Pina
A-
There are no giant robots, alien worlds or rampaging dinosaurs, and nothing explodes — and yet Pina may be one of the most compelling applications yet of the 3-D process that Hollywood insists on cramming down our throats. Instead, there's merely the spectacle of bodies in motion, across bare stages, crowded city streets and impressively vast natural vistas, with limbs hurtling through space in an entrancing fusion of music, movement and moviemaking magic.
Unless you inhabit avant-dance circles, and chances are you don't, then you may not be familiar with the work of Pina Bausch, who served as artistic director and choreographer of the German Tanztheater Wuppertal from 1973 till her 2009 death. Her unique, earthy, expressionistic style earned her fame, and the particular admiration of such filmmakers as Pedro Almodóvar, who used her work as an important backdrop in 2003's Talk To Her. One such admirer, Düsseldorf-born director Wim Wenders, was busily collaborating on a film with Bausch until her demise derailed his plans. Her dancers, a multinational, multilingual troupe of multitalented performers, urged Wenders to continue the project, which serves as a fitting memorial to the artist.

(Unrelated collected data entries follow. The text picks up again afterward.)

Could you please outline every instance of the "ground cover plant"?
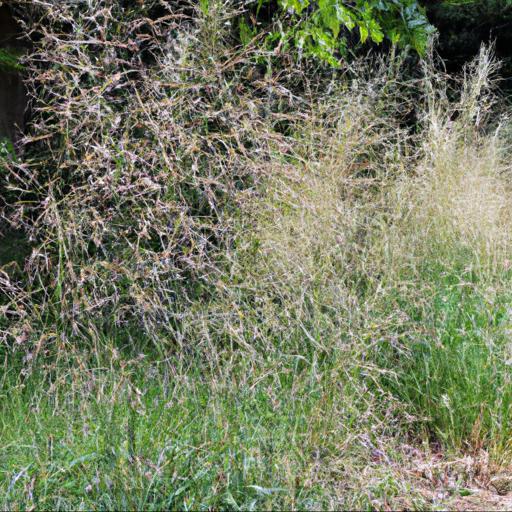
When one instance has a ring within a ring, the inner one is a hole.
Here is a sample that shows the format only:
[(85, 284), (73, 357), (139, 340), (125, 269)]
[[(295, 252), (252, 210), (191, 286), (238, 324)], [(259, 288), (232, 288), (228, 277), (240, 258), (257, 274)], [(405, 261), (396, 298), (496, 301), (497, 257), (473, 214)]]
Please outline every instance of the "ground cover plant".
[(0, 506), (506, 508), (492, 48), (333, 69), (242, 41), (249, 4), (14, 6)]

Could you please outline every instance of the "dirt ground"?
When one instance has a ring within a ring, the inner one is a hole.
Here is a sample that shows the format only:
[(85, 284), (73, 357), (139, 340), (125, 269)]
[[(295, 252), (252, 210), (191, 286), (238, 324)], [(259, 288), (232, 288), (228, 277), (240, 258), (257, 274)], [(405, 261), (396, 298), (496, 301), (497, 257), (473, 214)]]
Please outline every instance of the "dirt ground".
[(462, 496), (446, 503), (449, 510), (512, 510), (512, 494), (500, 496), (485, 490), (476, 490), (471, 496)]
[(435, 448), (404, 445), (400, 451), (394, 476), (407, 481), (415, 496), (403, 496), (385, 509), (512, 511), (512, 471), (492, 464), (484, 450), (461, 458)]

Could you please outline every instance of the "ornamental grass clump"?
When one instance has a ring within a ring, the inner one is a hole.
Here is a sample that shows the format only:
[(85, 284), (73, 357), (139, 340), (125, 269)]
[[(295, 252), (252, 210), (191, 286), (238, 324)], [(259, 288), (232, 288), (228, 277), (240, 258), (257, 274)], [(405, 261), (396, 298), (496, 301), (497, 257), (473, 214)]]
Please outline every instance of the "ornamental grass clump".
[(12, 5), (0, 506), (446, 508), (510, 465), (492, 51), (334, 70), (239, 2)]
[(236, 10), (130, 5), (18, 3), (35, 41), (31, 120), (2, 175), (15, 194), (3, 212), (33, 252), (23, 275), (2, 274), (4, 312), (21, 321), (4, 338), (35, 318), (84, 338), (172, 335), (279, 151), (271, 116), (295, 99), (286, 76), (250, 78), (265, 53), (235, 44)]

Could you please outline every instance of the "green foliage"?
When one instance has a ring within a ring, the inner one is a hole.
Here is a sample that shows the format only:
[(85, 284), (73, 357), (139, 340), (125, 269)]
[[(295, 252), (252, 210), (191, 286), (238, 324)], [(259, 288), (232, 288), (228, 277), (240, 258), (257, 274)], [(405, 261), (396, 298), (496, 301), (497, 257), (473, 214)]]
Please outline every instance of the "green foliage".
[(474, 6), (475, 4), (479, 3), (485, 3), (488, 6), (497, 6), (501, 4), (503, 7), (510, 7), (512, 5), (512, 0), (486, 0), (485, 2), (482, 2), (482, 0), (444, 0), (444, 2), (441, 3), (441, 7), (447, 7), (447, 6)]
[(416, 300), (397, 291), (395, 304), (424, 334), (408, 340), (407, 352), (385, 354), (385, 364), (401, 369), (388, 382), (390, 390), (446, 445), (483, 441), (506, 448), (512, 412), (510, 296), (485, 289), (488, 283), (463, 268), (433, 263), (421, 280), (424, 289)]
[(176, 361), (121, 359), (90, 377), (72, 370), (49, 391), (39, 374), (20, 385), (3, 368), (0, 507), (331, 509), (324, 466), (350, 445), (339, 424), (358, 417), (355, 397), (333, 385), (334, 362), (298, 362), (257, 373), (240, 363), (208, 380), (199, 369), (176, 375)]
[[(260, 6), (266, 1), (260, 0)], [(279, 7), (288, 14), (289, 27), (276, 39), (291, 40), (299, 51), (333, 66), (347, 54), (351, 33), (361, 43), (387, 39), (423, 54), (434, 31), (416, 0), (279, 0)]]
[(5, 159), (12, 159), (16, 157), (14, 145), (9, 139), (0, 138), (0, 164)]
[(17, 52), (0, 48), (0, 71), (21, 71), (22, 69)]
[(14, 144), (8, 138), (0, 137), (0, 202), (8, 202), (15, 198), (15, 195), (7, 190), (5, 183), (9, 175), (9, 164), (15, 160)]

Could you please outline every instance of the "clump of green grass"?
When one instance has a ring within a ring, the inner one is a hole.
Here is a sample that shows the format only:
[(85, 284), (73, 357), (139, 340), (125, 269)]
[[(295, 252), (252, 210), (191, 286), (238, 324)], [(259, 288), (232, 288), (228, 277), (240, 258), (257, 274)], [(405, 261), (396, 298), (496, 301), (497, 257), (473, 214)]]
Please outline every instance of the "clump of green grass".
[(470, 271), (439, 268), (421, 291), (397, 290), (392, 305), (410, 333), (396, 334), (401, 351), (386, 345), (383, 364), (396, 370), (387, 386), (431, 438), (508, 458), (511, 297), (488, 286)]
[(486, 446), (509, 460), (512, 195), (502, 127), (478, 126), (492, 71), (483, 50), (457, 121), (433, 101), (425, 156), (393, 187), (397, 216), (377, 236), (388, 269), (381, 299), (405, 319), (384, 352), (397, 371), (393, 393), (447, 447)]
[(9, 48), (0, 48), (0, 70), (4, 72), (17, 72), (23, 70), (20, 63), (22, 52)]
[(180, 361), (109, 364), (52, 382), (4, 368), (2, 508), (318, 509), (384, 498), (377, 481), (355, 485), (371, 458), (370, 416), (341, 361), (246, 359), (216, 375)]

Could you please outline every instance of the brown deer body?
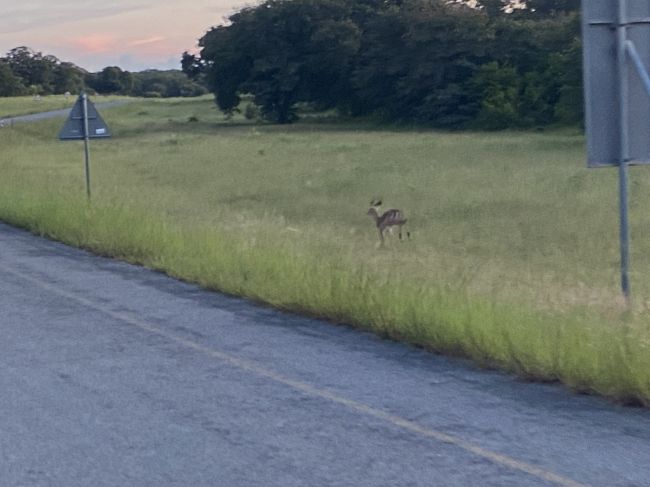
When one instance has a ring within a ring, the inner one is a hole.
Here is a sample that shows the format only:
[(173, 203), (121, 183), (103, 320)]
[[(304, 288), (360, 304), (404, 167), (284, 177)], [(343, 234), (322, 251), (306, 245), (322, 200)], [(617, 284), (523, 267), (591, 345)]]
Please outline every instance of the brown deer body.
[[(379, 241), (381, 245), (384, 245), (384, 233), (386, 230), (392, 230), (393, 227), (398, 228), (399, 239), (402, 240), (402, 227), (407, 222), (407, 218), (404, 217), (404, 214), (401, 210), (390, 209), (379, 214), (378, 208), (381, 205), (381, 201), (371, 202), (372, 206), (368, 209), (368, 215), (375, 220), (375, 225), (379, 231)], [(406, 236), (410, 237), (410, 233), (406, 232)]]

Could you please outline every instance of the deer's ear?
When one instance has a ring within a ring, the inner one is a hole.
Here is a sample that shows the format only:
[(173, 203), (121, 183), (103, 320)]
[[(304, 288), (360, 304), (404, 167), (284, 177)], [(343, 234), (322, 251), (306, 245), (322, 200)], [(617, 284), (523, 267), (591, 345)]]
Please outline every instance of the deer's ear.
[(377, 203), (375, 203), (375, 206), (381, 205), (381, 200), (378, 200)]

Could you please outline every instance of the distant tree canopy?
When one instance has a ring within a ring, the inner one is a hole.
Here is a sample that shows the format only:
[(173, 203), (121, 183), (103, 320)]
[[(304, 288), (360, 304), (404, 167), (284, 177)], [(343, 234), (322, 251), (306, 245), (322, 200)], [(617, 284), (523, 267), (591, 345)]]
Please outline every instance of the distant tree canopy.
[(109, 66), (98, 73), (89, 73), (24, 46), (0, 57), (0, 96), (79, 93), (82, 89), (149, 97), (198, 96), (208, 92), (180, 70), (130, 73)]
[(266, 0), (183, 55), (230, 113), (296, 106), (437, 127), (582, 118), (579, 0)]
[(16, 47), (0, 58), (0, 96), (78, 91), (84, 86), (84, 76), (74, 64)]
[(204, 86), (188, 79), (179, 70), (150, 69), (130, 73), (116, 66), (109, 66), (99, 73), (88, 74), (86, 84), (97, 93), (149, 98), (200, 96), (208, 92)]

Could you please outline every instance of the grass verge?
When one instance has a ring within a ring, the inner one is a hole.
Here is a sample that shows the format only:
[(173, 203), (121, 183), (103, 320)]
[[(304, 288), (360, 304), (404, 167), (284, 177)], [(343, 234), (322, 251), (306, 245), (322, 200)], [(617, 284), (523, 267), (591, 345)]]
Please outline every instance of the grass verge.
[[(4, 221), (101, 255), (281, 309), (355, 325), (429, 350), (469, 357), (531, 380), (650, 405), (647, 328), (589, 313), (499, 305), (424, 287), (341, 255), (253, 230), (189, 229), (159, 216), (83, 199), (2, 191)], [(134, 228), (138, 230), (134, 232)], [(342, 251), (344, 249), (341, 249)]]
[[(223, 123), (203, 103), (107, 111), (116, 140), (91, 149), (92, 205), (79, 147), (51, 141), (55, 122), (0, 132), (0, 219), (210, 289), (650, 405), (645, 308), (592, 298), (608, 290), (598, 259), (611, 242), (595, 240), (603, 218), (589, 213), (605, 190), (592, 195), (591, 176), (553, 164), (581, 149), (578, 137), (278, 128)], [(481, 167), (466, 160), (475, 151)], [(544, 170), (522, 163), (527, 153)], [(416, 215), (413, 242), (374, 247), (363, 216), (372, 191)], [(570, 204), (575, 216), (559, 213)], [(593, 263), (582, 288), (561, 274), (575, 261)]]

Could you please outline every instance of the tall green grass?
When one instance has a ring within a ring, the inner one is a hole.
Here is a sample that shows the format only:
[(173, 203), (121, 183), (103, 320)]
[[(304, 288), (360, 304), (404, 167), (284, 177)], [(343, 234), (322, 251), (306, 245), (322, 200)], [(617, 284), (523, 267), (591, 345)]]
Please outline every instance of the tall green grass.
[[(650, 404), (650, 179), (633, 175), (633, 285), (617, 298), (615, 174), (578, 133), (224, 121), (209, 103), (106, 111), (115, 138), (60, 122), (0, 130), (0, 219), (293, 311), (536, 380)], [(192, 120), (192, 121), (191, 121)], [(198, 120), (198, 121), (193, 121)], [(412, 240), (377, 247), (373, 197)]]

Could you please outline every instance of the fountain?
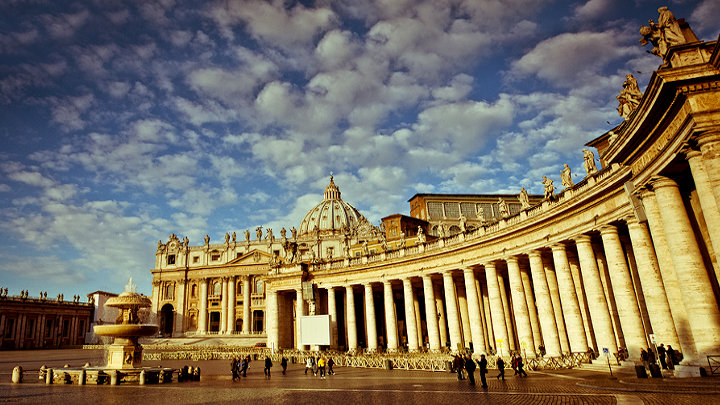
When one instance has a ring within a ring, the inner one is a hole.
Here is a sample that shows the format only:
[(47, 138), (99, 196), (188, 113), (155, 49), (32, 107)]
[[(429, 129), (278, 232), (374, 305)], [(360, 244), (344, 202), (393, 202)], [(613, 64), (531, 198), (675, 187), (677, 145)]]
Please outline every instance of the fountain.
[(157, 325), (141, 324), (138, 317), (140, 308), (152, 305), (151, 301), (137, 292), (132, 277), (125, 286), (125, 291), (117, 297), (107, 300), (105, 306), (118, 308), (119, 315), (114, 325), (97, 325), (95, 333), (100, 336), (115, 338), (108, 348), (108, 369), (132, 370), (137, 369), (142, 362), (142, 346), (138, 339), (150, 336), (157, 332)]

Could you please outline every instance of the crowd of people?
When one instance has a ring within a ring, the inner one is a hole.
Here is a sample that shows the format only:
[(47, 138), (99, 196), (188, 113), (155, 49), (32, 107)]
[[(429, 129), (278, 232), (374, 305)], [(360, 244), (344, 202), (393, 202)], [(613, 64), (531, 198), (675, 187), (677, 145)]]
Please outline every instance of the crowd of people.
[[(237, 357), (234, 357), (232, 359), (232, 361), (230, 362), (230, 371), (232, 372), (233, 381), (239, 381), (242, 377), (247, 377), (247, 370), (248, 368), (250, 368), (250, 361), (250, 356), (245, 356), (242, 359), (239, 359)], [(326, 375), (335, 374), (335, 370), (333, 370), (334, 365), (335, 362), (333, 361), (332, 357), (328, 357), (326, 359), (324, 356), (310, 356), (305, 362), (305, 374), (307, 375), (309, 370), (314, 376), (317, 376), (319, 374), (320, 378), (325, 378)], [(282, 356), (282, 358), (280, 359), (280, 367), (282, 368), (283, 375), (285, 375), (287, 371), (287, 366), (288, 359), (287, 357)], [(265, 367), (263, 368), (265, 378), (270, 378), (270, 371), (272, 367), (272, 359), (270, 359), (269, 356), (265, 356)], [(327, 372), (325, 371), (326, 368)]]
[[(505, 381), (505, 361), (502, 357), (498, 356), (497, 360), (495, 360), (495, 364), (498, 369), (496, 379)], [(473, 360), (469, 354), (458, 354), (453, 357), (451, 371), (457, 373), (458, 380), (465, 380), (467, 378), (470, 385), (475, 385), (475, 370), (480, 369), (480, 382), (482, 383), (483, 388), (487, 388), (488, 384), (485, 378), (485, 374), (488, 373), (487, 366), (488, 362), (484, 354), (480, 355), (480, 360)], [(510, 367), (512, 367), (515, 372), (514, 375), (527, 377), (527, 373), (523, 369), (525, 364), (523, 363), (522, 356), (519, 354), (513, 355)]]
[(640, 361), (642, 361), (645, 368), (650, 369), (652, 364), (660, 362), (660, 367), (663, 370), (674, 370), (675, 365), (679, 364), (682, 360), (682, 353), (676, 351), (671, 345), (667, 345), (667, 348), (663, 343), (657, 346), (655, 350), (652, 347), (648, 347), (647, 350), (640, 349)]

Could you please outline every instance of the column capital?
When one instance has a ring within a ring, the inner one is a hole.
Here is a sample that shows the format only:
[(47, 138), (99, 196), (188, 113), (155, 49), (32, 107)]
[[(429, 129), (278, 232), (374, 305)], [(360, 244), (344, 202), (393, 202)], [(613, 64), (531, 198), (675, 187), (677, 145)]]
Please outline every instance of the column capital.
[(483, 266), (485, 266), (486, 269), (487, 269), (488, 267), (489, 267), (489, 268), (492, 268), (492, 269), (495, 269), (495, 262), (487, 262), (487, 263), (483, 264)]
[(640, 224), (640, 221), (638, 221), (637, 218), (635, 218), (635, 215), (630, 215), (629, 217), (625, 217), (625, 218), (623, 218), (623, 219), (625, 220), (625, 224), (626, 224), (628, 227), (630, 227), (630, 226), (637, 226), (637, 225)]
[(403, 284), (405, 284), (405, 283), (412, 283), (411, 278), (412, 278), (411, 276), (403, 277), (403, 278), (402, 278)]
[(550, 245), (550, 249), (552, 249), (553, 252), (565, 251), (565, 250), (567, 250), (567, 246), (565, 246), (565, 244), (562, 242), (558, 242), (558, 243), (553, 243), (552, 245)]
[(574, 237), (573, 240), (575, 241), (576, 244), (577, 244), (577, 243), (591, 243), (591, 242), (592, 242), (592, 239), (590, 238), (590, 236), (589, 236), (589, 235), (585, 235), (585, 234), (578, 235), (578, 236)]
[(383, 285), (389, 285), (389, 286), (392, 286), (392, 283), (390, 282), (390, 280), (388, 280), (388, 279), (385, 279), (385, 280), (383, 280)]
[(617, 229), (617, 226), (615, 226), (615, 225), (609, 225), (609, 224), (602, 225), (599, 228), (599, 230), (600, 230), (600, 235), (612, 235), (612, 234), (617, 235), (618, 234), (618, 229)]
[(702, 157), (702, 152), (700, 152), (697, 149), (690, 148), (690, 147), (683, 149), (682, 152), (685, 154), (685, 160), (687, 160), (688, 162), (693, 159)]
[(528, 257), (542, 257), (542, 252), (540, 249), (533, 249), (528, 252)]
[(466, 267), (462, 268), (462, 271), (463, 271), (463, 273), (470, 273), (470, 272), (474, 272), (475, 268), (472, 266), (466, 266)]
[(678, 185), (675, 182), (675, 180), (673, 180), (669, 177), (665, 177), (665, 176), (654, 176), (650, 180), (650, 184), (652, 185), (653, 189), (655, 189), (655, 190), (657, 190), (659, 188), (663, 188), (663, 187), (678, 188)]
[(505, 260), (506, 263), (518, 263), (518, 262), (519, 262), (518, 257), (515, 256), (515, 255), (513, 255), (513, 256), (508, 256), (508, 257), (506, 257), (506, 258), (503, 259), (503, 260)]
[(705, 132), (695, 136), (698, 145), (705, 146), (720, 142), (720, 133), (718, 132)]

It is a tribute, but it never becomes a dirge; there's a sprit of real whimsy here, and that is not a slight. Bausch's pieces cleverly play around with themes of gender, physical power, sensuality and the struggle of the individual vs. the will of the group in ways that are tedious in words but thrilling on screen. The dancers are always battling unseen forces, or collapsing into each other's arms, though it's never exhausting to watch this spectacle, made richer and more immediate through a three-dimensional process that actually draws us closer to the action instead of keeping it at arm's length, which too often happens in commercial dreck. Pina brilliantly shows the ways that technology and theatrical creativity can work together, a truth that the artist herself likely would've loved. —Corey Hall
Showing at the Birmingham 8 (211 S. Old Woodward Ave., Birmingham; 248-644-3456).